Wir arbeiten nach dem 2013 von Florian Gründel entwickelten PIT-Modell zur digitalen Kommunikation. PIT ist ein Modell zum Verständnis, sowie zu Planung und Analyse von Wechselwirkungen der auftretenden Faktoren und Aspekte bei Vorträgen aller Art. Da der technische Aspekt jedoch immer häufiger nicht nur in Vortragssituationen, sondern bei nahezu aller Kommunikation im 21. Jahrhundert auftritt, eignet sich PIT auch als allgemeines Modell zur digitalen bzw. technologiebasierten Kommunikation.

PIT-Modell zur digitalen Kommunikation (2013, Florian Gründel)
PIT-Modell zur digitalen Kommunikation (2013, Florian Gründel)
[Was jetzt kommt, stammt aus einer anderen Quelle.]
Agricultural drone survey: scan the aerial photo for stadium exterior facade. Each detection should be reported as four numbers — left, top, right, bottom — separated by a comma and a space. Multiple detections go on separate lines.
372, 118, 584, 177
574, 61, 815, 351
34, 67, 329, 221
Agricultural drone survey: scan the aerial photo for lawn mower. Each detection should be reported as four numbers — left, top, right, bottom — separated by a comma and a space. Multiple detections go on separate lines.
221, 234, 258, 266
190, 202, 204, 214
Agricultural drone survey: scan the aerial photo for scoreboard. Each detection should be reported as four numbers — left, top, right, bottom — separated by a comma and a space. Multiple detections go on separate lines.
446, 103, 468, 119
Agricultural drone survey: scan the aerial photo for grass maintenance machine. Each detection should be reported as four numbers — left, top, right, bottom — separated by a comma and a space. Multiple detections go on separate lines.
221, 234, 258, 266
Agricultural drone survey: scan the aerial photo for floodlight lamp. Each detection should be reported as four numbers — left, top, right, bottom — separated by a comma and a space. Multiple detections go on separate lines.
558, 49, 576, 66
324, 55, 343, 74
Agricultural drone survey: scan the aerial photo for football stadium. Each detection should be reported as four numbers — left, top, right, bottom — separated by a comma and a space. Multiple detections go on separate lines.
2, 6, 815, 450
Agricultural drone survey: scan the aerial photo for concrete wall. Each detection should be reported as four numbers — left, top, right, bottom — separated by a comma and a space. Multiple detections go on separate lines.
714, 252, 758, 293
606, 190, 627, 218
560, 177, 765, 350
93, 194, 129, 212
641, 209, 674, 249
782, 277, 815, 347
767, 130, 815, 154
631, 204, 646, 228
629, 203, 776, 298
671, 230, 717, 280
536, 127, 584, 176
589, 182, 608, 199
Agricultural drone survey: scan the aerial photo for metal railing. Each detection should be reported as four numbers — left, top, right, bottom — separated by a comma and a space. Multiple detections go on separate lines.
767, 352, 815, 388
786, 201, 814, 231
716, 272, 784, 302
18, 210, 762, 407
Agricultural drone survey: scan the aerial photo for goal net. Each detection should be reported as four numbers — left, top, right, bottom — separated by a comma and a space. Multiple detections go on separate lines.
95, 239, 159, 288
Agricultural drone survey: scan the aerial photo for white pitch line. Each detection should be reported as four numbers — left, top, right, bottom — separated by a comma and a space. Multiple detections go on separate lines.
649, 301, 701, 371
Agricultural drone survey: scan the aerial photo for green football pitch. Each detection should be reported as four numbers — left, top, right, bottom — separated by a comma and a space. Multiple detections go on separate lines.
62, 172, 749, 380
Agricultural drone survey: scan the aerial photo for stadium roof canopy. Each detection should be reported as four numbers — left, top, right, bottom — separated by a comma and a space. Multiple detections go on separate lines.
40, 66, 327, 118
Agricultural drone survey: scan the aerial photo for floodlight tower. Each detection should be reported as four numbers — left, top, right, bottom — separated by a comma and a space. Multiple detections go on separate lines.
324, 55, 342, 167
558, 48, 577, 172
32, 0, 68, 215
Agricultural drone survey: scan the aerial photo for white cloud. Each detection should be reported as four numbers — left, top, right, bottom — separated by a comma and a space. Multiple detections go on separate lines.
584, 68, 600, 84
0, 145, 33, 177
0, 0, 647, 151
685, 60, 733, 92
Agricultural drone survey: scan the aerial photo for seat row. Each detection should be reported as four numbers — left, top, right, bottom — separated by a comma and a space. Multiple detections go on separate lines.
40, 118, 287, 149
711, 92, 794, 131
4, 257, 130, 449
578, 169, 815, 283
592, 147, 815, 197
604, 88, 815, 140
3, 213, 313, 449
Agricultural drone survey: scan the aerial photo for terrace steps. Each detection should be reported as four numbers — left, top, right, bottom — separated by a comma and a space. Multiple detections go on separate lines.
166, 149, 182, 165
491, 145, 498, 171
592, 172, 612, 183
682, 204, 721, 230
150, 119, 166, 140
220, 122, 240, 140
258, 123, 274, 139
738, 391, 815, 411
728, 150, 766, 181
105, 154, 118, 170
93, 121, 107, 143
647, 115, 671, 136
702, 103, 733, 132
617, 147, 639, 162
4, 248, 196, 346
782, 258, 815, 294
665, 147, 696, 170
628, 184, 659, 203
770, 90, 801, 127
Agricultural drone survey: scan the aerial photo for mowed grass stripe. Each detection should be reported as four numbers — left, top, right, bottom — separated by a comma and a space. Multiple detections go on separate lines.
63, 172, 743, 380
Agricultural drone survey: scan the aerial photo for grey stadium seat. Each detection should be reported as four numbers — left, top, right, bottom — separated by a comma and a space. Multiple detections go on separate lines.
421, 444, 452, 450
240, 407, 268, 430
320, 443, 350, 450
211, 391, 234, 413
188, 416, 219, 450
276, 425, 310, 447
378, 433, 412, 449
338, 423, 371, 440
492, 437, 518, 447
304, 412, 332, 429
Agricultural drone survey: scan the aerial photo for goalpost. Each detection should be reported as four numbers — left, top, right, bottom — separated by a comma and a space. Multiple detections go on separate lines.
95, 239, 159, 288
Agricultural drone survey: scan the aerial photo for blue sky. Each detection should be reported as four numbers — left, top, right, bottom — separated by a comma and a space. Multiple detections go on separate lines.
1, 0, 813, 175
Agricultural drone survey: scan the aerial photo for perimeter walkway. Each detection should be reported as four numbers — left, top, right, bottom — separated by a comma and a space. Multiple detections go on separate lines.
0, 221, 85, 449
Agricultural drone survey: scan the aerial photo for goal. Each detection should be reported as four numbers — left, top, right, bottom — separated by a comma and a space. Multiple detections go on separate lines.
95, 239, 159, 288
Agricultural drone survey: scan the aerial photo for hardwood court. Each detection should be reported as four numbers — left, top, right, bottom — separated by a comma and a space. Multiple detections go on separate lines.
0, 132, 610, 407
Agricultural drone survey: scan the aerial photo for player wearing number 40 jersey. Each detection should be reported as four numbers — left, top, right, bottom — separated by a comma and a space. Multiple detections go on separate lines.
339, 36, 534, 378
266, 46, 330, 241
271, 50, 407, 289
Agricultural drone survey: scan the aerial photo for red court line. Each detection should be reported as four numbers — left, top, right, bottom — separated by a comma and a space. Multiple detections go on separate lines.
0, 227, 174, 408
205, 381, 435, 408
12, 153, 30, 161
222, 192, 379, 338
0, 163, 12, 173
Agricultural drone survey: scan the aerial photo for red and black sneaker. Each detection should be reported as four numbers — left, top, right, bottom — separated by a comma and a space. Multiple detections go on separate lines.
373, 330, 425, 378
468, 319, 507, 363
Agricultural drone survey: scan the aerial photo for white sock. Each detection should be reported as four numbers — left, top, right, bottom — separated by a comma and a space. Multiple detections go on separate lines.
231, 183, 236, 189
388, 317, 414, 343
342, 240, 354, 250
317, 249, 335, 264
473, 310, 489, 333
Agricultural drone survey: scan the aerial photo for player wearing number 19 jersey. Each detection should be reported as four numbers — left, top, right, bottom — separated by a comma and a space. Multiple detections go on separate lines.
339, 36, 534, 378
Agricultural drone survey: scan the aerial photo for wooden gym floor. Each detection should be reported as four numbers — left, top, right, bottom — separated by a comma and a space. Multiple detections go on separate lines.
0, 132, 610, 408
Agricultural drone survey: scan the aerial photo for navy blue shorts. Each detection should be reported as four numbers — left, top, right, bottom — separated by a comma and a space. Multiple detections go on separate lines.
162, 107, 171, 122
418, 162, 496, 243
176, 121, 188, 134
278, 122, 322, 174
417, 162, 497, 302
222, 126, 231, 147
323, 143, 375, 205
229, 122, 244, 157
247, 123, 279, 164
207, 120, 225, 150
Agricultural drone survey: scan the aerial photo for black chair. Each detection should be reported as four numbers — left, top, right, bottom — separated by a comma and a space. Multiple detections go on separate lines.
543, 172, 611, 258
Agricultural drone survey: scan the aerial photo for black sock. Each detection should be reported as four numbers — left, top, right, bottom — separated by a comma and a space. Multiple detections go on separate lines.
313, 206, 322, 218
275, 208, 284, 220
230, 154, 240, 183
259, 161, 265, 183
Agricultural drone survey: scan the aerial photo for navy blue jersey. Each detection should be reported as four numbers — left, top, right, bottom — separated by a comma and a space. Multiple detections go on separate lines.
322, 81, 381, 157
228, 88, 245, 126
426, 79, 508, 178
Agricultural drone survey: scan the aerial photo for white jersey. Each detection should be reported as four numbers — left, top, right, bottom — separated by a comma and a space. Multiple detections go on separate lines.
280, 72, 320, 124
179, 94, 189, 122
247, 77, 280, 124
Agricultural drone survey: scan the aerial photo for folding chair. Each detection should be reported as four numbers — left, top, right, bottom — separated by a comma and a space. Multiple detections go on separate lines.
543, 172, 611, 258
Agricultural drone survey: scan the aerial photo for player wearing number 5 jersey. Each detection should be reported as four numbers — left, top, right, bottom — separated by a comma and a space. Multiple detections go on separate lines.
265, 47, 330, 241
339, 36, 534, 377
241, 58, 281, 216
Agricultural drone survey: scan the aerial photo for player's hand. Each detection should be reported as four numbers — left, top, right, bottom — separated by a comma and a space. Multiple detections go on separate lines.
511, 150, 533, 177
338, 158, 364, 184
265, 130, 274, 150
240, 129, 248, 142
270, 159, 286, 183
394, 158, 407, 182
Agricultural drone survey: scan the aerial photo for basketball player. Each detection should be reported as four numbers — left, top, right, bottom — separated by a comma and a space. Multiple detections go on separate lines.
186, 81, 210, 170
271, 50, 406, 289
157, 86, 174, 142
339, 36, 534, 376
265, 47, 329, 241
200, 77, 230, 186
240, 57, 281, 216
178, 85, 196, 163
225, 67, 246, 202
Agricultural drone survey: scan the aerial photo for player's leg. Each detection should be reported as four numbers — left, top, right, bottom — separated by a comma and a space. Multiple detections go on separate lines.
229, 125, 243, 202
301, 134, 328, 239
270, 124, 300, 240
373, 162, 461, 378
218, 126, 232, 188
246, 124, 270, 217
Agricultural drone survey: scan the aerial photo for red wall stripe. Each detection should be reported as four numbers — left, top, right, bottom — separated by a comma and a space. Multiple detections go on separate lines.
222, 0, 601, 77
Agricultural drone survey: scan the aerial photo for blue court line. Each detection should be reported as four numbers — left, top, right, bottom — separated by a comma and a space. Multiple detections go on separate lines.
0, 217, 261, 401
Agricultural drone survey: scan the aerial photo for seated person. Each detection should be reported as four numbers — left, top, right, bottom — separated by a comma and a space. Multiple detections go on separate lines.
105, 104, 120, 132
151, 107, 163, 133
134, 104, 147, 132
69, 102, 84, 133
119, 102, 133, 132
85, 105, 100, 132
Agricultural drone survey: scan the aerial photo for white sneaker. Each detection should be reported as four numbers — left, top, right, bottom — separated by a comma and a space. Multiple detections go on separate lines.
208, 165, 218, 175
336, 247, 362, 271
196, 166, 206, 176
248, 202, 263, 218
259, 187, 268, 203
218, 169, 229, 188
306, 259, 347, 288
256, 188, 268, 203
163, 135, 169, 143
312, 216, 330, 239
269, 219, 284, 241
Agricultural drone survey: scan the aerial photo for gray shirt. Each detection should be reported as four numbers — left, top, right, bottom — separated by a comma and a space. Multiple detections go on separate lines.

Person, Inhalt und Technik sind bei digitaler Kommunikation, speziell bei Vorträgen, Training und Moderation, gleichermaßen wichtig und haben Wechselwirkungen die bedacht sein wollen. Entscheidend sind dabei die Wechselwirkungen der einzelnen Faktoren. Im Schnittpunkt der drei Faktoren ist Präsentation/Vortrag/Unterricht in optimaler Weise möglich. Wie groß diese „Komfortzone“ ist, hängt von der Person und der Situation ab und lässt sich trainieren. Das ist ein Trainingsziel unserer Workshops und Seminare.